525,600 Minutes.

525,600 minutes... how do you measure a year?

(For all my fellow Rent fans that song is now stuck in your head. For that I'm sorry and you're welcome.) 

But seriously. That's how many minutes are in a year. How many things come and go in our lives through those minutes. One year ago today I was in surgery for 7 and ½ hours. That's 450 minutes. In those 450 minutes here is what my body lost and gained.

LOST: 

  • 1 7mm malignant tumor (IDC, ER+ PR- HER2- for those who understand what that means)
  • 2 size 34B/C breasts, they were real and they were pretty fabulous
  • 2 nipples (yes they warrant their own bullet)
  • 6 lymph nodes 
  • 2 ovaries and 2 fallopian tubes

GAINED:

  • 10 scars
  • 2 size 34C/D implants sans nipples, they are fake and they are weird but they're still sort of fabulous (and I'm pretty sure I didn't ask for the upgrade but no one seems to be complaining)
  • 4 drain tubes (luckily these were temporary)

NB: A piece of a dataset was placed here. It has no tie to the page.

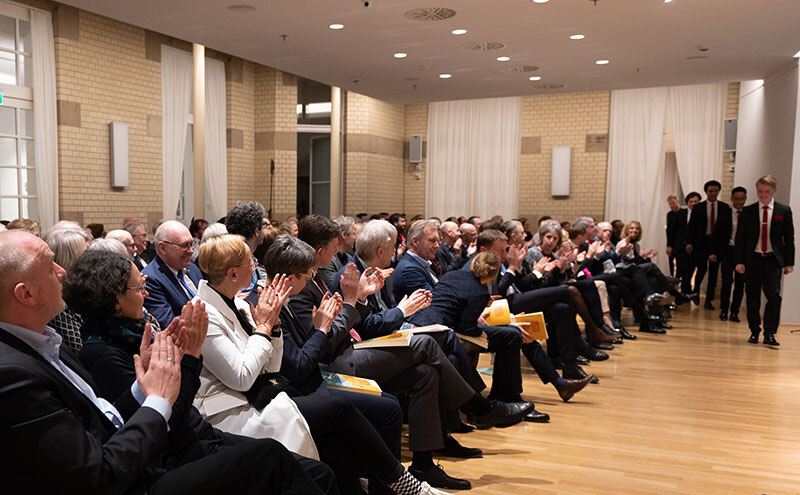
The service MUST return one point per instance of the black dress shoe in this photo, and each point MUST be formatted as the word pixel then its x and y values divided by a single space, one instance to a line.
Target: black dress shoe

For me this all happened in the blink of an eye. For those who loved me sitting and pacing the waiting room it might have felt a bit longer (sarcasm is fun). In the hundreds of thousands of minutes since that day here are some of the things I have also lost and gained.

LOST:

  • A false sense of control over my own body and future
  • A fear of flying (see above)
  • All the hair on my body including eyelashes and eyebrows
  • A dozen or so pounds
  • Generalized anxiety that affected me in many small but irritating ways
  • The need for birth control and with it that tiny little part of me that knew I could still have a child someday even if it wasn't in my plan right now
  • A little bit of my Type A status
  • My period
  • The ability to put up with anything or anyone that doesn't contribute positively to the life I want to live
  • The emotional weight of thinking I can change certain things that I really can't

GAINED:

  • The knowledge of how huge my network of support and love really is (that's you guys)
  • A lot of really awesome socks
  • Another scar
  • The gift of realizing that my idolization of my husband is truly warranted
  • Three tattoos that give me strength when I look at them and have taught me to own who I am, no shame allowed (#whatwouldbuffydo)
  • A love of bad hair days and shaving because HAIR is AWESOME
  • A sh*t ton of vitamins
  • Hot flashes
  • A renewed connection with some very important people in my life
  • A deepening sense of knowing who I am and where I'm going
  • A developing ability to accept the unknown (I said developing)
  • The fear and frustration of knowing that cancer will never truly be a non-issue again
  • The happily annoying use of YOLO because DUDE! YOLO! 
  • Joint pain everywhere
  • A hatred for ginger flavored anything
  • The knowledge that what I do have control over is everything that matters and I won't take it for granted 

Please don't read too much into any of these things. I'm in a good place (mostly) with all of these things, both losses and gains. I'm sharing them because I've decided living my life (mostly) transparently is what I need to do to keep moving forward. I believe that sharing my vulnerability and my strength is a part of my journey and I hope it will make a difference to someone else out there. There are some things I will still keep to myself to protect the identity of the innocent and to keep from putting too many graphic images in your head.

I can't say that I will ever call cancer a gift or be glad I had it. I don't like what I went through, what my family went through, or living with the "what if" that will always now exist. I still struggle with being completely comfortable with these new body parts and how they fit. But somehow I still find myself saying, "It's not the worst thing I've ever been through". I think back to the time leading up to my divorce, to choices I made and things I did, to losing my dad, to struggling to figure out who I am and why I am here. While I don't have all the answers now those times were tougher because they were the times I felt alone, whether I actually was or not. I can truly say at this point in my life I know I am not alone. Not here on this earth nor in the greater energy that surrounds and protects us. That is perhaps the greatest thing I have gained. Faith. Maybe not faith in the most traditional sense of religion or spirituality but the universe has shown me way too many signs during these last 525,600 minutes to not believe that we are all connected and that there is more to this life than we can see (#rigged).  

This did not all happen in the blink of an eye. It's taken time for certain things to evolve and I know I will forever be a work in progress. Those 525,600 minutes sure did go fast though.

525,600 minutes, 525,000 moments so dear...
525,600 minutes, how do you measure, measure a year? How about love? Measure in love.”